Voilà deux mois que Melynda Maufroid a pris les rênes de la Mission locale Jeunes Nîmes Métropole (MLJ). La nouvelle directrice nous livre le cap stratégique de cette structure qui a accompagné 5 613 jeunes de 16 à 25 ans en 2023.
InfOccitanie : Quel est votre parcours ? Melynda Maufroid : Cela fait vingt-sept ans que je suis dans le management. J’ai commencé ma carrière dans un organisme de sécurité sociale, sur des postes d’encadrement en Paca et en Occitanie. J’ai travaillé par la suite dans un groupement privé d’Ehpad, en développement des ressources humaines à Paris. J’ai intégré le réseau des Missions locales en 2013, avec un premier poste de directrice de la Mission locale Rhône Argence d’une trentaine de salariés, à Beaucaire, de 2014 à 2021. J’ai été par la suite directrice opérationnelle de la Mission locale Montpellier Métropole, la 4e de France avec 180 salariés.
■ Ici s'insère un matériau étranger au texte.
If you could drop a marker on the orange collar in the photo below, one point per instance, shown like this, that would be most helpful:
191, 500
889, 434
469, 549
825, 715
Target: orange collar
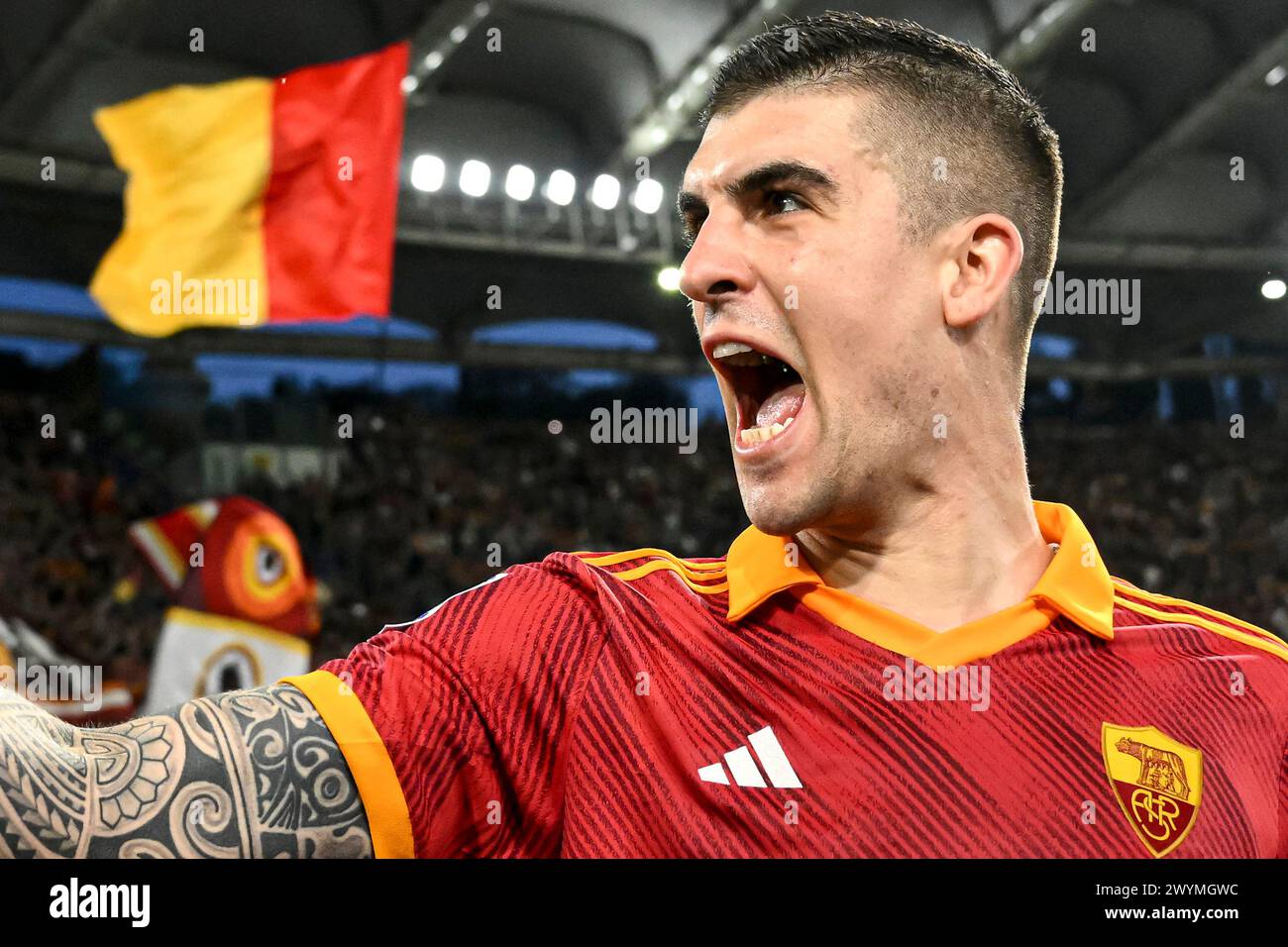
1076, 583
J’ai intégré la Mission locale jeunes de Nîmes Métropole le 2 février 2024.
Quelles sont les missions de la MLJ de Nîmes ? Notre ADN est d’accompagner les jeunes de 16 à 25 ans qui sont sortis du système scolaire. Un jeune ne peut pas (ré)intégrer le marché de l’emploi rapidement si les freins périphériques n’ont pas été levés, notamment en matière de santé, de logements, etc. Pour ce faire, la MLJ Nîmes Métropole crée des ponts avec tous les acteurs locaux afin de multiplier les relations partenariales.
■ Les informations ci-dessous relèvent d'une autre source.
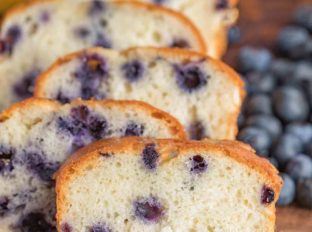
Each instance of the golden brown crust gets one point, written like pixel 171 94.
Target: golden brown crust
pixel 237 151
pixel 176 129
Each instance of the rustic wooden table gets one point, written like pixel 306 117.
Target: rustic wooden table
pixel 260 21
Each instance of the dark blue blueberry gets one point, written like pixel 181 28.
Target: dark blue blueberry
pixel 97 7
pixel 267 122
pixel 35 222
pixel 259 104
pixel 287 147
pixel 198 164
pixel 290 104
pixel 222 4
pixel 190 77
pixel 99 228
pixel 258 138
pixel 180 43
pixel 134 129
pixel 4 202
pixel 303 17
pixel 12 36
pixel 24 88
pixel 253 59
pixel 288 191
pixel 259 83
pixel 102 41
pixel 304 193
pixel 267 195
pixel 234 35
pixel 292 41
pixel 299 167
pixel 65 227
pixel 133 70
pixel 150 156
pixel 301 130
pixel 148 210
pixel 44 169
pixel 197 131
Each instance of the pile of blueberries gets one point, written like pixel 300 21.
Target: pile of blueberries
pixel 276 118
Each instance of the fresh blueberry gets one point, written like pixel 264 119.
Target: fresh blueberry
pixel 301 130
pixel 222 4
pixel 304 193
pixel 197 131
pixel 267 195
pixel 149 210
pixel 150 156
pixel 303 17
pixel 287 147
pixel 259 104
pixel 134 129
pixel 24 88
pixel 259 83
pixel 190 77
pixel 180 43
pixel 258 138
pixel 133 70
pixel 290 104
pixel 288 191
pixel 35 222
pixel 99 228
pixel 299 167
pixel 292 41
pixel 198 164
pixel 253 59
pixel 267 122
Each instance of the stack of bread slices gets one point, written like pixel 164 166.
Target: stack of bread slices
pixel 118 116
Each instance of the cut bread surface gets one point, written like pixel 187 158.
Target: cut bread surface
pixel 37 135
pixel 149 185
pixel 33 35
pixel 205 95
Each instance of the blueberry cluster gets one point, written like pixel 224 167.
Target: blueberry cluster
pixel 276 118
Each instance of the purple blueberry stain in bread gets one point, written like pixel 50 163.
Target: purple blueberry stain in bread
pixel 11 37
pixel 190 77
pixel 35 222
pixel 150 156
pixel 133 70
pixel 197 131
pixel 65 227
pixel 180 43
pixel 267 195
pixel 24 88
pixel 148 210
pixel 134 129
pixel 198 164
pixel 99 228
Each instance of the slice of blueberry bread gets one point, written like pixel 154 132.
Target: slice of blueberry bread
pixel 34 35
pixel 212 17
pixel 150 185
pixel 205 95
pixel 36 136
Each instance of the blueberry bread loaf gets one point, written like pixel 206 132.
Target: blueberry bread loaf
pixel 34 35
pixel 203 94
pixel 135 184
pixel 212 18
pixel 36 136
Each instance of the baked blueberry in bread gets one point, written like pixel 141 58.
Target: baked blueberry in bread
pixel 35 34
pixel 134 184
pixel 36 136
pixel 212 17
pixel 204 94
Au moment d’intégrer la MLJ Nîmes, vous avez connaissance du déficit global cumulé d’1.274.000€, du licenciement du directeur et de la démission de la présidente. Est-ce un challenge pour vous que de remettre la structure sur de bons rails ? Je suis très impliquée sur mon territoire, je travaillais déjà en proximité avec la MLJ Nîmes Métropole lorsque j’étais à Rhône Argence. Je suis soucieuse que la MLJ garde toute sa place auprès des jeunes car j’ai une forte notion de service publique de par mon parcours. J’ai postulé en toute connaissance de cause puisque les 27 Missions locales d’Occitanie sont en réseau. Je travaille avec l’idée qu’une Mission locale est membre du service public de l’emploi et à ce titre ne peut pas disparaitre, les Missions doivent perdurer et se renforcer.
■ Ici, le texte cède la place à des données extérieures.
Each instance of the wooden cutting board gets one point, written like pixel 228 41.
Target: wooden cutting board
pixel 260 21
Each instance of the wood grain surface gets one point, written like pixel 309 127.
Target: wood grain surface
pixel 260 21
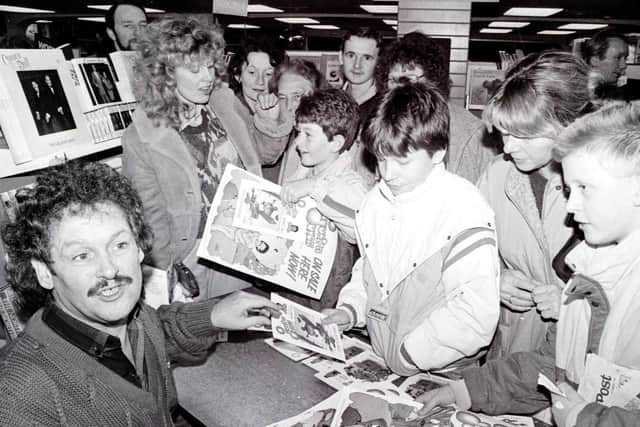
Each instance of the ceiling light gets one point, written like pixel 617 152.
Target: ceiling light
pixel 532 11
pixel 17 9
pixel 243 26
pixel 297 20
pixel 322 27
pixel 261 8
pixel 92 19
pixel 508 24
pixel 496 30
pixel 555 32
pixel 575 26
pixel 380 8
Un tour de table financier a pourtant eu lieu. Etat, ville de Nîmes, Nîmes Métropole et Région Occitanie ont permis de constituer un fonds de sauvegarde exceptionnel d’1 050 000€. Un fonds qui n’a visiblement pas été suffisant… L’abondement n’a servi qua résorber une partie du déficit. La feuille de route aujourd’hui consiste à retrouver un taux de masse salariale autour de 75% du budget de la MLJ de Nîmes. Le travail est à conduire en 2024 et 2025. La problématique de pilotage d’une ML réside dans la vision à court terme dont elle dispose. Il est compliqué de se projeter, de faire du prévisionnel sur un exercice ou deux car nous sommes tributaires de la fluctuation des politiques publiques. Sans compter la dernière annonce du gouvernement d’un plan d’économies de 10 milliards d’euros, via le ministère du Travail notamment…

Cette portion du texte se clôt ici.